Fulltext Indexing in PostgreSQL 9.6/10

ktm · September 28, 2017, 3:08pm

Hi,

I have been looking at RT fulltext indexing. We have had reports that too many results were returned for a specific search. The problem was due to the fact that the function that is used to generate the database query for PostgreSQL is plainto_tsquery(‘string’). This function converts the string into individual tokens and then produces a query requesting any item that contains all of the listed tokens at any location. This means that searching for ‘bad word’ would also return results with ‘word bad’. In PostgreSQL 9.6 and 10, we can do better. They introduce the function phraseto_tsquery(‘string’). Like plainto_tsquery() it generates a list of tokens from the string however is also constrains the locations of the tokens such that token1 is before token2 which is before token3, … Would it be possible to use it instead if the PostgreSQL version is 9.6 or higher?

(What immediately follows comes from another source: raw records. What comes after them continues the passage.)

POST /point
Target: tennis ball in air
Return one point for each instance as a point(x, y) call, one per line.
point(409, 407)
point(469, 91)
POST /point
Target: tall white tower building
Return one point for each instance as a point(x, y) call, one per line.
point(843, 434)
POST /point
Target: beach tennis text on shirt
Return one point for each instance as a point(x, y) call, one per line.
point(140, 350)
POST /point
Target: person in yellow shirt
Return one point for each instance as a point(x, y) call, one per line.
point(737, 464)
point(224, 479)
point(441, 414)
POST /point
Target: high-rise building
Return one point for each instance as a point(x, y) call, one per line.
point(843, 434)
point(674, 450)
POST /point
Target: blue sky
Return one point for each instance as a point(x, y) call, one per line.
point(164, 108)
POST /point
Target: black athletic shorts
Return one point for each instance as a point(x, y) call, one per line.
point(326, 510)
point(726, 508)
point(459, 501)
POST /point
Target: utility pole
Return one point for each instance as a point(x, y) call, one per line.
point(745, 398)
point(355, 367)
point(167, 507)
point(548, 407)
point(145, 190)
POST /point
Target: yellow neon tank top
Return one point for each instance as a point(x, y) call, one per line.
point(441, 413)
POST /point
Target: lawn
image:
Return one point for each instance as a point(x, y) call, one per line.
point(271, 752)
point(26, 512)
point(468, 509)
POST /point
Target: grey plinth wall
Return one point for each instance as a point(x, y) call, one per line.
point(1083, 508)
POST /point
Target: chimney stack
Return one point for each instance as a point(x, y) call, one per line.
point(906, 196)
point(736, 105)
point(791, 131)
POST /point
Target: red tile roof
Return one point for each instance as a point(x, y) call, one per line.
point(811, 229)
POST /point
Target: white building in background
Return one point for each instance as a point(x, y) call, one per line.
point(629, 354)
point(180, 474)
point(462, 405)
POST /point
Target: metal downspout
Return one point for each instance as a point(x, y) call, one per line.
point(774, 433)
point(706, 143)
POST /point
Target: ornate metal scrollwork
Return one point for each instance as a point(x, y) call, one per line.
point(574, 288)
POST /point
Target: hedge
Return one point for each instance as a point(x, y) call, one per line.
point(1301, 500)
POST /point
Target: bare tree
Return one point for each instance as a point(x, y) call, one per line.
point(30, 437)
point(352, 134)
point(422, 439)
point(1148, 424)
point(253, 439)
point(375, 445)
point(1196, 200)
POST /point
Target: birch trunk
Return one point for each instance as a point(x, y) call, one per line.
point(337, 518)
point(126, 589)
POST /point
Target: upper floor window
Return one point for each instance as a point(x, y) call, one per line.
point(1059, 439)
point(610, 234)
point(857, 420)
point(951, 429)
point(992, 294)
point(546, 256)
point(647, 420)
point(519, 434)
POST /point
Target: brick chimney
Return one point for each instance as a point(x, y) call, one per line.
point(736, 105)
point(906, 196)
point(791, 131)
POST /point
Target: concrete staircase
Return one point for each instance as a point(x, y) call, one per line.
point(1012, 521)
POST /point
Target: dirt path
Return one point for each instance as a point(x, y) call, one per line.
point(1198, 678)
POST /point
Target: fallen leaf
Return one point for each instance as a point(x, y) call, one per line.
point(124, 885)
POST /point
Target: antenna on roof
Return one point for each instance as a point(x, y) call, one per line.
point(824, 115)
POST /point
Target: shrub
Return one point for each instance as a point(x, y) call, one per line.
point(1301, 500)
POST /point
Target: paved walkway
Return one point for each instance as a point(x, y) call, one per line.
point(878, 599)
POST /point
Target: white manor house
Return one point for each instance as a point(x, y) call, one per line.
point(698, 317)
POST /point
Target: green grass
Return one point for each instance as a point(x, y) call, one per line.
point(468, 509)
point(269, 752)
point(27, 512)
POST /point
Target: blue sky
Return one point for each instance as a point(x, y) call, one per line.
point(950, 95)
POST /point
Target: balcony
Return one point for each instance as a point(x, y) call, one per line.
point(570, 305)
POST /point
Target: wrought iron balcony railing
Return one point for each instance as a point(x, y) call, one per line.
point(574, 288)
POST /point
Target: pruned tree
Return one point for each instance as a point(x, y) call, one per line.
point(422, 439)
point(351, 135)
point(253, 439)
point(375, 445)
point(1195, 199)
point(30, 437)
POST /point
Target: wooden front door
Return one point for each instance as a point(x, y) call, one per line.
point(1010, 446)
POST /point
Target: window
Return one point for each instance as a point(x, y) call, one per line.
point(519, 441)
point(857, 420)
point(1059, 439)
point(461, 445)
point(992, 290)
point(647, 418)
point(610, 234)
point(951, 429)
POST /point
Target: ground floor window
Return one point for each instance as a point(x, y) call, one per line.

It looks like the only location that needs to be changed is:

— src/rt-4.4.2/lib/RT/Tickets.pm 2017-07-12 09:23:39.000000000 -0500
+++ lib/RT/Tickets.pm 2017-09-28 10:05:25.163603802 -0500
@@ -977,7 +977,7 @@
ALIAS => $alias,
FIELD => $index,
OPERATOR => ‘@@’,

           VALUE       => 'plainto_tsquery('. $dbh->quote($value) .')',

           VALUE       => 'phraseto_tsquery('. $dbh->quote($value) .')',
           QUOTEVALUE  => 0,
       );
   }

Regards,
Ken

ktm · January 24, 2019, 8:38pm

Hi again,

Since PostgreSQL 11 has been released, it would be nice to perhaps move to using the function websearch_to_tsquery() instead since it provides these nice options for refining your searches:

unquoted text: text not inside quote marks will be converted to terms separated by & operators, as if processed by plainto_tsquery.
“quoted text”: text inside quote marks will be converted to terms separated by <-> operators, as if processed by phraseto_tsquery.
OR: logical or will be converted to the | operator.
-: the logical not operator, converted to the the ! operator.

Regards,
Ken

Petr_Hanousek · January 29, 2019, 9:10am

I agree, thumbs up. Maybe BP support notices this thread

ktm · February 11, 2020, 10:08pm

One final followup. It looks like all that needs to happen is to replace the following line in lib/RT/Tickets.pm:

            VALUE       => 'plainto_tsquery('. $dbh->quote($value) .')',

with:

            VALUE       => 'websearch_to_tsquery('. $dbh->quote($value) .')',

I did testing against the original with the strings to specify the extra options for websearch and they pass through correctly to the DB, so effectively you will get the normal behavior and then if you know the syntax all of the additional options. It needs at least PostgreSQL 11+. This is easier than phraseto_tsquery() because there is no need to code the fallback to plainto_tsquery().

Regards,
Ken